An Bayerns Schulen gibt es immer weniger Sportunterricht - mit Folgen für die Gesundheit. Die CSU sorgt mit ihrem Vorschlag für Verwunderung.

Von Anna Günther und Hans Kratzer, München

Der Abgeordnete Gerhard Waschler zieht seine Schultern hoch. Nicht zu einem Keine-Ahnung-Zucken, sondern so richtig bis zu den Ohren. Dann lässt er sie fallen. Und zieht sie wieder hoch. "Das ist bewegtes Sitzen", sagt Waschler (CSU). Wer in diesem Moment im Landtag sitzt, hebt mindestens eine Augenbraue. Martin Güll (SPD), der Vorsitzende des Bildungsausschusses, nickt energisch mit dem Kopf und sagt zu seinem Stellvertreter: "Die CSU könnte doch auch mal diese Bewegung machen." Schließlich hat die SPD mehrere Ideen in den Ausschuss gebracht, um den Sportunterricht in Bayern zu verbessern.

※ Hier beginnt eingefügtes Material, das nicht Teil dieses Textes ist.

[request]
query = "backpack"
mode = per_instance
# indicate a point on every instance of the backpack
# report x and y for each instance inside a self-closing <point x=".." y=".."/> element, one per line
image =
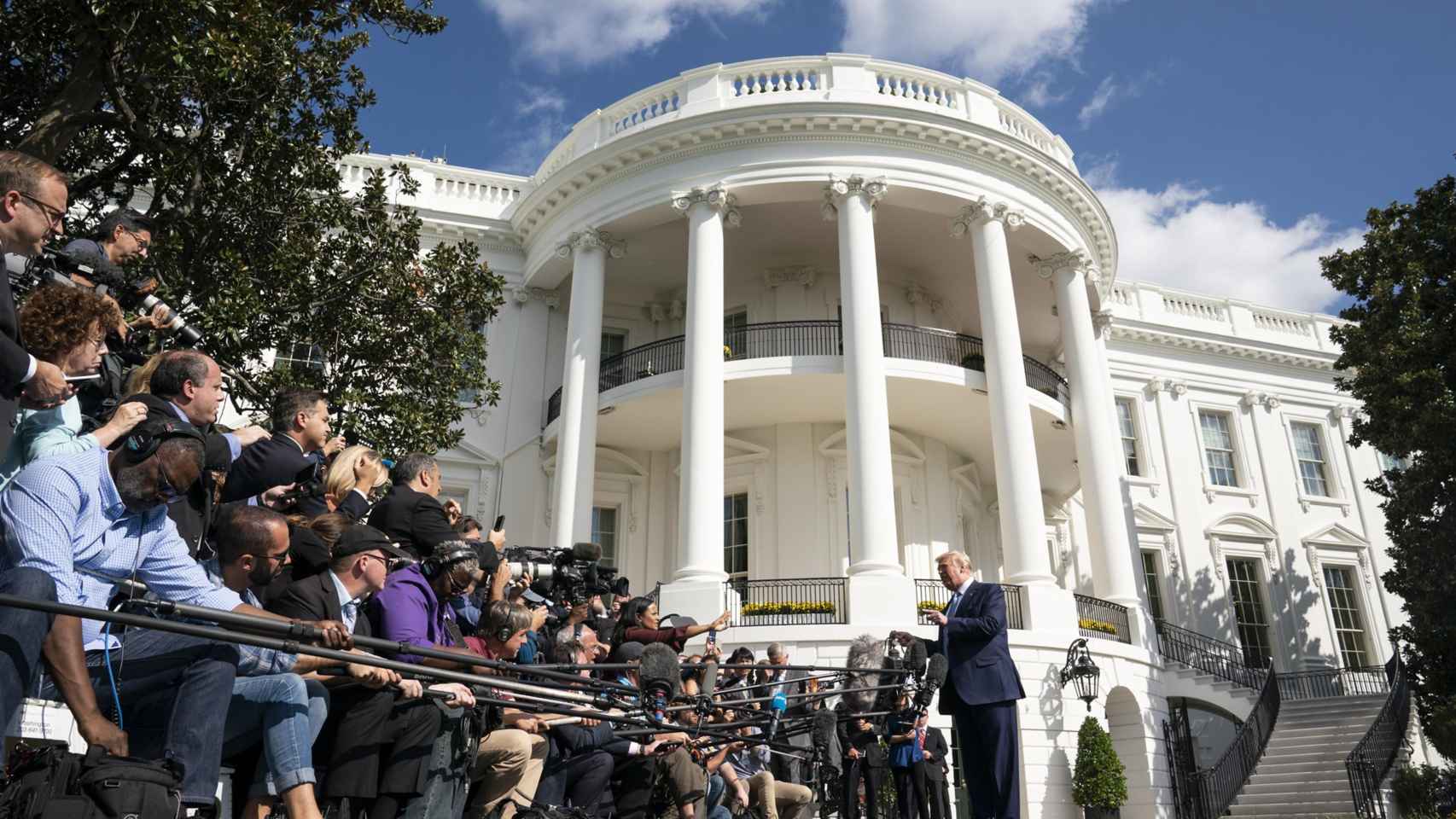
<point x="53" y="783"/>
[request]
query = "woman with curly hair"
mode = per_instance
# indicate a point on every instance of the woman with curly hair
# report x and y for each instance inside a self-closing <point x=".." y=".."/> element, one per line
<point x="67" y="328"/>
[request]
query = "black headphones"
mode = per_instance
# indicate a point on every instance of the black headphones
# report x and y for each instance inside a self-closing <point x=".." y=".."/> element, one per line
<point x="143" y="441"/>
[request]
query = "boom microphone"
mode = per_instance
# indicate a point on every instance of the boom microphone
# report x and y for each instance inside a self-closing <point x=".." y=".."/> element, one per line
<point x="658" y="674"/>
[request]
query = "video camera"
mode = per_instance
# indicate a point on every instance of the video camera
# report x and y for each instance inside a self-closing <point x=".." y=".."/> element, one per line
<point x="57" y="266"/>
<point x="565" y="577"/>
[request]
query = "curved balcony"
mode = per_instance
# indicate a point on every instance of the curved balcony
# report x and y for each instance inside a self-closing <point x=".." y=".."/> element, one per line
<point x="772" y="340"/>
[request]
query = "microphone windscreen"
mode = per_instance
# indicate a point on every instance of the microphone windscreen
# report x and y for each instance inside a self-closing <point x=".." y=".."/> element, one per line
<point x="709" y="678"/>
<point x="915" y="658"/>
<point x="935" y="672"/>
<point x="660" y="668"/>
<point x="585" y="552"/>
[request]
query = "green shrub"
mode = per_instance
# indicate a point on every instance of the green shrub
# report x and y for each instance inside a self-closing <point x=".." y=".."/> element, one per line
<point x="1099" y="779"/>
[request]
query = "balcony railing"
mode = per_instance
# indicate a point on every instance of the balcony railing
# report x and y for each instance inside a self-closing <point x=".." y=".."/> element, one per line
<point x="1208" y="655"/>
<point x="1372" y="758"/>
<point x="812" y="601"/>
<point x="771" y="340"/>
<point x="928" y="592"/>
<point x="1103" y="619"/>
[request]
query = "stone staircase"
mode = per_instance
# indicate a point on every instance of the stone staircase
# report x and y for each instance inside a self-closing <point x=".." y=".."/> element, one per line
<point x="1302" y="773"/>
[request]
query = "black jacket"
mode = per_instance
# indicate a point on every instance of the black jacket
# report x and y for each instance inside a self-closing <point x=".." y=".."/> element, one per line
<point x="193" y="515"/>
<point x="414" y="520"/>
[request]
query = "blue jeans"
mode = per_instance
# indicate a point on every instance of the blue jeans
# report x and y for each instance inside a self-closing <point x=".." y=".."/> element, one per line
<point x="171" y="687"/>
<point x="286" y="713"/>
<point x="22" y="633"/>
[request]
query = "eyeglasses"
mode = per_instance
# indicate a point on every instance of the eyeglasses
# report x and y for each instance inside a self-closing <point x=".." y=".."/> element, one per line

Um den ist es aus Sicht der Opposition miserabel bestellt. "Bayern war im Sportunterricht-Ranking der Kultusministerkonferenz einst an der Spitze der Bundesländer, jetzt ist der bayerische Schulsport nur noch auf dem Papier ein Erfolg", sagt Günther Felbinger (Freie Wähler), der auch im Landessportbeirat sitzt. Seit 1994 sei die Anzahl der Sportstunden stetig gesunken. Bei den Sportwettbewerben sei die Misere schon zu sehen. "Da reicht bewegtes Sitzen nicht aus", sagt Felbinger.

Weil die CSU das naturgemäß anders sieht, bleibt das von Güll gewünschte Kopfnicken aus - obwohl sich alle Politiker über die positiven Effekte von Sport für Konzentration und Gesundheit einig sind.

Kinder brauchen richtige Bewegung

Schulkinder könnten sich auch mit bewegtem Sitzen und Spielen in den Pausen lockern, sagt Waschler. Sport und Bewegung müssten nicht immer Teil des Stundenplans sein. Bis 2013 war er Leitender Akademischer Direktor am Sportzentrum der Uni Passau. Ob sich Erstklässler aber beim Schulterkreisen im Sitzen so austoben, dass sie sich wieder konzentrieren können, bezweifeln Sportlehrer. Problematisch werde es aber dann, wenn Bewegung in der Schule nur noch zwischendrin stattfindet.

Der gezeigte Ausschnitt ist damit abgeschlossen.